TITLE:
Extraction of Information from Crowdsourcing: Experimental Test Employing Bayesian, Maximum Likelihood, and Maximum Entropy Methods
AUTHORS:
M. P. Silverman
KEYWORDS:
Crowdsourcing, Bayesian Priors, Maximum Likelihood, Principle of Maximum Entropy, Parameter Estimation, Log-Normal Distribution
JOURNAL NAME:
Open Journal of Statistics,
Vol.9 No.5,
October
24,
2019
ABSTRACT: A
crowdsourcing experiment in which viewers (the “crowd”) of a British
Broadcasting Corporation (BBC) television show submitted estimates of the
number of coins in a tumbler was shown in an antecedent paper (Part 1) to
follow a log-normal distribution ∧(m,s2). The coin-estimation experiment is an archetype of a broad class of
image analysis and object counting problems suitable for solution by
crowdsourcing. The objective of the current paper (Part 2) is to
determine the location and scale parameters (m,s) of ∧(m,s2) by both Bayesian and maximum likelihood (ML) methods and to compare the
results. One outcome of the analysis is the resolution, by means of Jeffreys’

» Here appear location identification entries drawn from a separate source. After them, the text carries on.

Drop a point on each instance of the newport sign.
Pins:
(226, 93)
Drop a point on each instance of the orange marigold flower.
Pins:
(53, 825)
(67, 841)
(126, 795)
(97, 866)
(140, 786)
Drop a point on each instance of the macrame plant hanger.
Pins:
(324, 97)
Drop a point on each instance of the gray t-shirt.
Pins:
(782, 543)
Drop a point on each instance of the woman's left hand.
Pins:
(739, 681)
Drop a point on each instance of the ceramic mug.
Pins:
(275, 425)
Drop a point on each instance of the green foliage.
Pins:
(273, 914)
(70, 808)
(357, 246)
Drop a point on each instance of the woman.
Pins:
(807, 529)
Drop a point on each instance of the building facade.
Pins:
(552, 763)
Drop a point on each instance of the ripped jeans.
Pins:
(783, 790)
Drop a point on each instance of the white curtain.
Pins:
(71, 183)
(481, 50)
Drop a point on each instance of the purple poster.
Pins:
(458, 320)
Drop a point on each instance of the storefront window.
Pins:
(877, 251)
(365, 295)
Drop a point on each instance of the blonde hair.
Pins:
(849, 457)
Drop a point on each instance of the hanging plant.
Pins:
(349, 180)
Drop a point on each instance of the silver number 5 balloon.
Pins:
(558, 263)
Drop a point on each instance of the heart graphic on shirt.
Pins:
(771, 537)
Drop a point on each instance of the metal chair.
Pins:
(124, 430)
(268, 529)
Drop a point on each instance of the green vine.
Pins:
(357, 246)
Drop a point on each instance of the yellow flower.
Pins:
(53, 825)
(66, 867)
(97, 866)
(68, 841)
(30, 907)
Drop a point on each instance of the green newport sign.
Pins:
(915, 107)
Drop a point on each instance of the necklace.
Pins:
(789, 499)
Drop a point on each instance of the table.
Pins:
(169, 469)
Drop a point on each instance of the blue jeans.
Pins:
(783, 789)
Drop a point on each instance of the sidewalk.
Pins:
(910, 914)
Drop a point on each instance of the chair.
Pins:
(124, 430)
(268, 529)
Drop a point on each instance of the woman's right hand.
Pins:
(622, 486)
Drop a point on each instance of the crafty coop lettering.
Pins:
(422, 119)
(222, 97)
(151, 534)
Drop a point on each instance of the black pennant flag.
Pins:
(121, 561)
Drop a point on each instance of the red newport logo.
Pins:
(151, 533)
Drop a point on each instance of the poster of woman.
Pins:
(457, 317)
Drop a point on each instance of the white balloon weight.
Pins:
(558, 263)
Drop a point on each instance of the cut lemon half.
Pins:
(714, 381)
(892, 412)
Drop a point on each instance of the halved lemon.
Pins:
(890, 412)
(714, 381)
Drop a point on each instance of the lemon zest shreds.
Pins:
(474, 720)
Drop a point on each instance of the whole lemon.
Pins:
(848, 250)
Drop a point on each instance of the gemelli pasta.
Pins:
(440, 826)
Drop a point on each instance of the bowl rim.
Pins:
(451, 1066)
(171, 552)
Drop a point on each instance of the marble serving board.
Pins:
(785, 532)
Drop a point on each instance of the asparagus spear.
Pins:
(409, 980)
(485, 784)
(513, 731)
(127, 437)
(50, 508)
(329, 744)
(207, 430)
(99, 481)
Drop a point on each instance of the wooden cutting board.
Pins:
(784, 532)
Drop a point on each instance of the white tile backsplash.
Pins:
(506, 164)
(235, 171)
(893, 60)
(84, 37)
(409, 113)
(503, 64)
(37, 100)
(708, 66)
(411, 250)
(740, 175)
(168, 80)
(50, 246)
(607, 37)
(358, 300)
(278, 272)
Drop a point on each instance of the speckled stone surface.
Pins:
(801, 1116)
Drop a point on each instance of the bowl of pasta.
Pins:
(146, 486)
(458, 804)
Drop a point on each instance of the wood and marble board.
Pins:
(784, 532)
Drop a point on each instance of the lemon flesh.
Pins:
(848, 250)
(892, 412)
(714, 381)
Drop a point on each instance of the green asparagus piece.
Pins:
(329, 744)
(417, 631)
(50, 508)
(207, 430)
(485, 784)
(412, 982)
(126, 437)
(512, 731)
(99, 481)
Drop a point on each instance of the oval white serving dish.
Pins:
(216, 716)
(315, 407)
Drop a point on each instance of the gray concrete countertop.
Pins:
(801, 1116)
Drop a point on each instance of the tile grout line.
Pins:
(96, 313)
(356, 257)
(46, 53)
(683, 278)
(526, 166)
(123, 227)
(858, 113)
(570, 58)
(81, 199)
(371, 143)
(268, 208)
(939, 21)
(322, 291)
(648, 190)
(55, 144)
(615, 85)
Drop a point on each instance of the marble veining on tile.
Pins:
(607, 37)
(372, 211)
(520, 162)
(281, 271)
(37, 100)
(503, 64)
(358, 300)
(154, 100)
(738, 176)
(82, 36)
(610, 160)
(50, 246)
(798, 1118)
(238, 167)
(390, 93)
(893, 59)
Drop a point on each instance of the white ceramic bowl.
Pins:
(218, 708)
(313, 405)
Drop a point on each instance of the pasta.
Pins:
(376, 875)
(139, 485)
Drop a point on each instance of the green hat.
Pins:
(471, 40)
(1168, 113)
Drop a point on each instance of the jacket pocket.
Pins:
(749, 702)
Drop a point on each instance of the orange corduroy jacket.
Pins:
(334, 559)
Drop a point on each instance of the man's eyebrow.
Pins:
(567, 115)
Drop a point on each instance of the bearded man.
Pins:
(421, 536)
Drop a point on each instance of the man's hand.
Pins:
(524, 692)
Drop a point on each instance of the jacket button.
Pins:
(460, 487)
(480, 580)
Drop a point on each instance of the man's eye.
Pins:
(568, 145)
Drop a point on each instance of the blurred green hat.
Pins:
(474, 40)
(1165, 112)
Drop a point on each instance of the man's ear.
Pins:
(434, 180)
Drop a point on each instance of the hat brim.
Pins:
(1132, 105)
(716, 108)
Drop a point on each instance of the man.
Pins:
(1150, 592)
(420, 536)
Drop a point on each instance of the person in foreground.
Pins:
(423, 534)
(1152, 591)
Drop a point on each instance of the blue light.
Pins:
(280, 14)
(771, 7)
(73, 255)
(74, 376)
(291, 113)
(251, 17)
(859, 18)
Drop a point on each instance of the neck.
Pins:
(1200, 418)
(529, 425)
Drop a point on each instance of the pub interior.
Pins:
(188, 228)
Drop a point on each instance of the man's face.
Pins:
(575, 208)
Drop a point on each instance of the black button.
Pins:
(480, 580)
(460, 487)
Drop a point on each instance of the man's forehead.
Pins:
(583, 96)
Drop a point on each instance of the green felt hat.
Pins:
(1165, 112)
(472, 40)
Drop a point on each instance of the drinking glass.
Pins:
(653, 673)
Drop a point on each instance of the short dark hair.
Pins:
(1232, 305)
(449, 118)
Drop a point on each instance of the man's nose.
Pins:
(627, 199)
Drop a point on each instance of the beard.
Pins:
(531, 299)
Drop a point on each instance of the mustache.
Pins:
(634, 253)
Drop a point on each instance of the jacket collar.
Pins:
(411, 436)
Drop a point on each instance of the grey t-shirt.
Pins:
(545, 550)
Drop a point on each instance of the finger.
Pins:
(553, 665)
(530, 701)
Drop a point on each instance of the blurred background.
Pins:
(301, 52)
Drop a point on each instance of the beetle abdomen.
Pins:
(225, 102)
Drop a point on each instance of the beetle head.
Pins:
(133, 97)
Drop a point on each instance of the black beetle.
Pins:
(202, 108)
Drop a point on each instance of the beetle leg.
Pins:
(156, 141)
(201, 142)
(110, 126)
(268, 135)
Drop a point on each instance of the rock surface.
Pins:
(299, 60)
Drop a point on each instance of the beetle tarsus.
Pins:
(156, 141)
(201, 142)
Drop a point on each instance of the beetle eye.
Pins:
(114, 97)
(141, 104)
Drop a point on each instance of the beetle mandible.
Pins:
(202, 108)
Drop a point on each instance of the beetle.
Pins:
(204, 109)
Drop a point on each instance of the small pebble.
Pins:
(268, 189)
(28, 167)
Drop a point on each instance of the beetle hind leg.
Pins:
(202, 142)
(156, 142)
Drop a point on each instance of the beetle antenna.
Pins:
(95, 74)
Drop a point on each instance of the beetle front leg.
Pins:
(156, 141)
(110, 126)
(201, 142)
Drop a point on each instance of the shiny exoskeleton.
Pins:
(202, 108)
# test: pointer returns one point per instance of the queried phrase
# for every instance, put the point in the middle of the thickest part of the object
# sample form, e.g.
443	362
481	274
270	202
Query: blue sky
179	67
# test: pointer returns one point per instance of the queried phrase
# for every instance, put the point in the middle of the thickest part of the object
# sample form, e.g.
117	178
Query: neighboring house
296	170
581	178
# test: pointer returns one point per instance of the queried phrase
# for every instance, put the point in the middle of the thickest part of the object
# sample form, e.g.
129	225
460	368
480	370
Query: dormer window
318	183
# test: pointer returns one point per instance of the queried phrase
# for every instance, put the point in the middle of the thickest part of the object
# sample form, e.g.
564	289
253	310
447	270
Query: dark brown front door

rule, of questions regarding the appropriate Bayesian prior. It is shown that
Bayesian and ML analyses lead to the same expression for the location
parameter, but different expressions for the scale parameter, which become
identical in the limit of an infinite sample size. A
second outcome of the analysis concerns use of the sample mean as the measure of information of the crowd in applications
where the distribution of responses is not sought or known. In the
coin-estimation experiment, the sample mean was found to differ widely
from the mean number of coins calculated from ∧(m,s2). This discordance raises critical questions concerning whether, and
under what conditions, the sample mean provides a reliable measure of the
information of the crowd. This paper resolves that problem by use of the
principle of maximum entropy (PME). The PME yields a set of equations for
finding the most probable distribution consistent with given prior information
and only that information. If there
is no solution to the PME equations for a specified sample mean and sample
variance, then the sample mean is an unreliable statistic, since no measure can
be assigned to its uncertainty. Parts 1 and 2 together demonstrate that the
information content of crowdsourcing resides
in the distribution of responses (very
often log-normal in form), which can be obtained empirically or by appropriate modeling.